De retour au Gabon en 1924, il reconstruit et agrandit son hôpital, qui devient un symbole mondial de l'action humanitaire. Schweitzer finance ses activités grâce à ses tournées de concerts d'orgue et ses conférences à travers l'Europe. En 1952, son action est couronnée par le prix Nobel de la paix, dont il utilise la dotation pour construire le village des lépreux à Lambaréné. Jusqu'à sa mort en 1965, il continue de soigner et de militer contre la course aux armements nucléaires aux côtés de personnalités comme Albert Einstein. Son œuvre, tant médicale que littéraire, a jeté les bases d'une éthique moderne de la responsabilité humaine envers toute forme de vie. Aujourd'hui, l'hôpital de Lambaréné demeure un centre de recherche médicale de référence, perpétuant l'idéal de son fondateur dans un contexte contemporain.
Controverse
Malgré son aura humanitaire, Albert Schweitzer a fait l'objet de critiques post-coloniales à partir des années 1960. Certains observateurs et historiens lui ont reproché une attitude paternaliste, voire condescendante, envers les populations africaines, reflétant les préjugés de son époque. On lui a parfois critiqué le refus de moderniser certaines structures de son hôpital, préférant maintenir un cadre rudimentaire qu'il jugeait plus proche du mode de vie local. De même, sa vision de la civilisation a été perçue par certains intellectuels africains comme empreinte d'un eurocentrisme marqué. Toutefois, ses défenseurs soulignent que son dévouement physique et sa remise en question du progrès technique aveugle étaient des actes de rupture majeurs avec les intérêts coloniaux classiques de son temps.
Repères chronologiques
1875 : Naissance le 14 janvier à Kaysersberg, Alsace.

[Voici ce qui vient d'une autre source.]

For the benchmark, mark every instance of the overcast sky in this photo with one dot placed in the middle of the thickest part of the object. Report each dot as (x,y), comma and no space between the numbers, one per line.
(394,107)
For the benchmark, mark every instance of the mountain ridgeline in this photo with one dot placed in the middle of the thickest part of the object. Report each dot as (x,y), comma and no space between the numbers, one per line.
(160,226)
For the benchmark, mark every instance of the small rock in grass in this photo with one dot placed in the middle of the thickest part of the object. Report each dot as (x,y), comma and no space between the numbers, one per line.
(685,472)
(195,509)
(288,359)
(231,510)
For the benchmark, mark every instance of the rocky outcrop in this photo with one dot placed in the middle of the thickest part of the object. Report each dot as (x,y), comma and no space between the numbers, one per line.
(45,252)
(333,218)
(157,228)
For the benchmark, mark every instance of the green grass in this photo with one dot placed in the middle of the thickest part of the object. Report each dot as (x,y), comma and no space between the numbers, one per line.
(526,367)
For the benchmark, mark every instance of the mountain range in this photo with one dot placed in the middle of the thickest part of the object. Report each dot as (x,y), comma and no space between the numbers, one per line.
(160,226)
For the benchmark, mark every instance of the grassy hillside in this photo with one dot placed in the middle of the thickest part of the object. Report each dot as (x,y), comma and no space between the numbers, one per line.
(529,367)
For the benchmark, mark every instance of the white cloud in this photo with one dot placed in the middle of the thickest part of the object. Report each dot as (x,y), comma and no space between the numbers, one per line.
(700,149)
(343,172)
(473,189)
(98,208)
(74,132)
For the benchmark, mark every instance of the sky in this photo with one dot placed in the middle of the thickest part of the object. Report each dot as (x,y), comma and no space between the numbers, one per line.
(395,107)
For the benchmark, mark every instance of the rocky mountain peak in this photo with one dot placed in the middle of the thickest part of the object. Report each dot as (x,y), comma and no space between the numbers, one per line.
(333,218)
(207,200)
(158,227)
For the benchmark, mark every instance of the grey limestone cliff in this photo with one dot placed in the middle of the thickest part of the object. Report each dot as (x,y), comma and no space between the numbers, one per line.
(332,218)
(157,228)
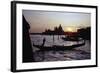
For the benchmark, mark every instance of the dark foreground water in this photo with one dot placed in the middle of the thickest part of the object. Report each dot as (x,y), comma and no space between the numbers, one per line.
(79,53)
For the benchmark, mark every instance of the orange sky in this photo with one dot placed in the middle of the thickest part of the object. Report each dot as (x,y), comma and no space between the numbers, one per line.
(70,21)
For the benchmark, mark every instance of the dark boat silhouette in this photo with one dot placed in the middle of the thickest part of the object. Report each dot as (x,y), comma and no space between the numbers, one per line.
(71,38)
(58,47)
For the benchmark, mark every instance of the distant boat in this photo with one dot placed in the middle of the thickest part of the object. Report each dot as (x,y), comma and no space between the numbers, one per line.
(71,38)
(58,47)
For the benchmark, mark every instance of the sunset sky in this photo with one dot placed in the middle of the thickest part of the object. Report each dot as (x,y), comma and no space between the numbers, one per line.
(70,21)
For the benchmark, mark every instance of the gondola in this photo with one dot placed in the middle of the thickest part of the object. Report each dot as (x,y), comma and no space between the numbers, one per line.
(71,38)
(58,47)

1905 : Annonce sa décision de devenir médecin missionnaire.
1913 : Arrivée à Lambaréné et fondation de l'hôpital.
1917 : Internement en France comme prisonnier civil.

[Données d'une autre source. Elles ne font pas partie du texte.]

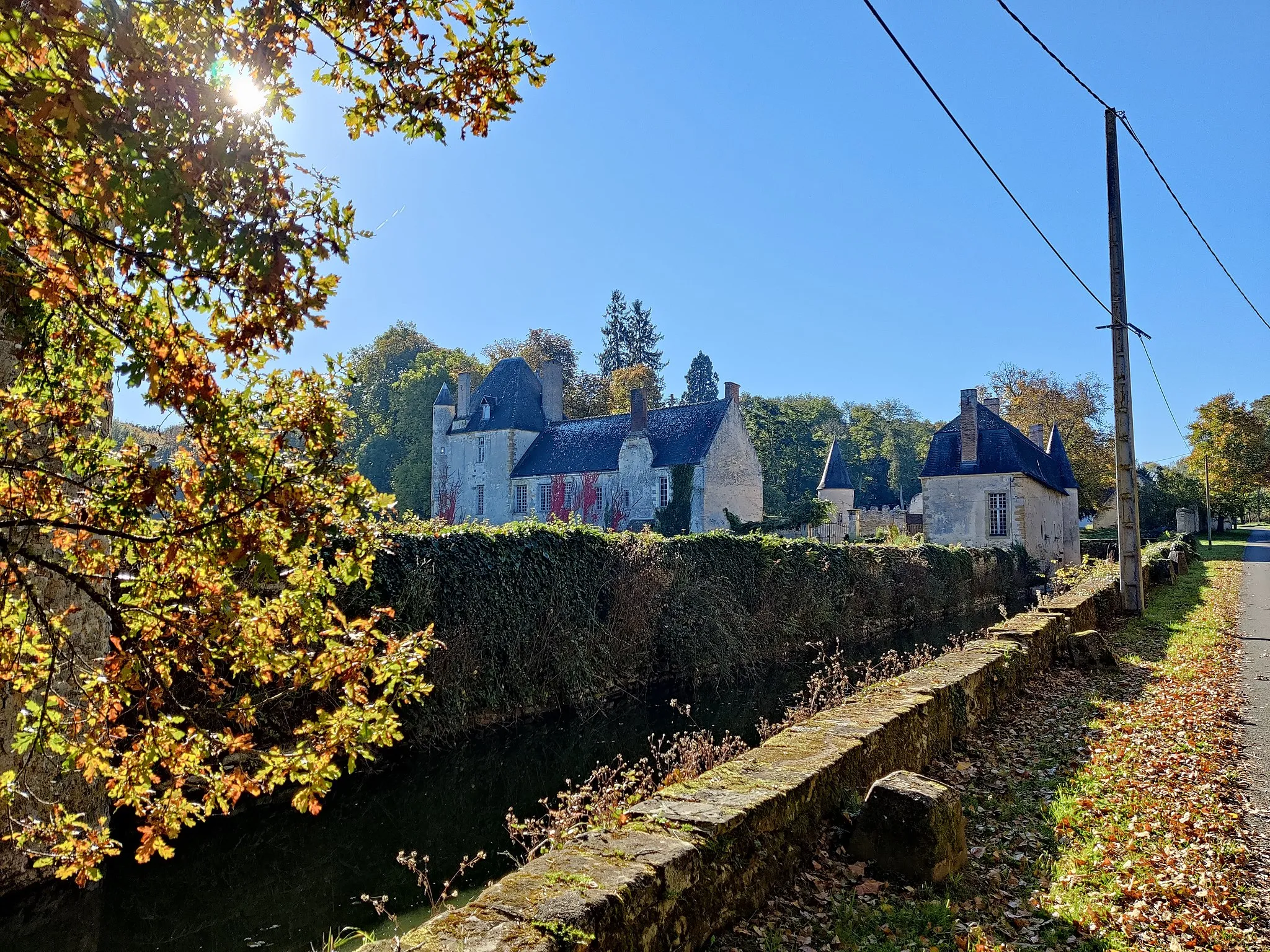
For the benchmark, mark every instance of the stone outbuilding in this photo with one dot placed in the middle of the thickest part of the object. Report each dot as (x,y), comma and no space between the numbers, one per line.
(987,484)
(507,452)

1924 : Retour définitif en Afrique pour reconstruire l'hôpital.
1928 : Reçoit le prix Goethe de la ville de Francfort.
1952 : Lauréat du prix Nobel de la paix (remis en 1953).
1954 : Membre de l'Académie des sciences morales et politiques.
1957 : Lancement de son "Appel au monde" contre les essais nucléaires.
1965 : Décès le 4 septembre à Lambaréné, Gabon.
2015 : Célébrations mondiales pour le cinquantenaire de sa disparition.
Vie personnelle et engagements
Fils de pasteur, Albert Schweitzer a grandi dans un environnement pétri de spiritualité et de culture. Il épouse en 1912 Hélène Bresslau, une sociologue et infirmière qui sera sa collaboratrice la plus précieuse durant les premières années au Gabon. Le couple a une fille unique, Rhena, née en 1919, qui consacrera elle aussi une grande partie de sa vie à la gestion de l'œuvre de son père. Schweitzer était un homme d'une discipline de fer, travaillant sans relâche à son bureau ou sur les chantiers de l'hôpital. Malgré sa renommée, il fuyait les honneurs mondains, préférant la compagnie de ses patients et de ses collaborateurs fidèles dans la forêt équatoriale.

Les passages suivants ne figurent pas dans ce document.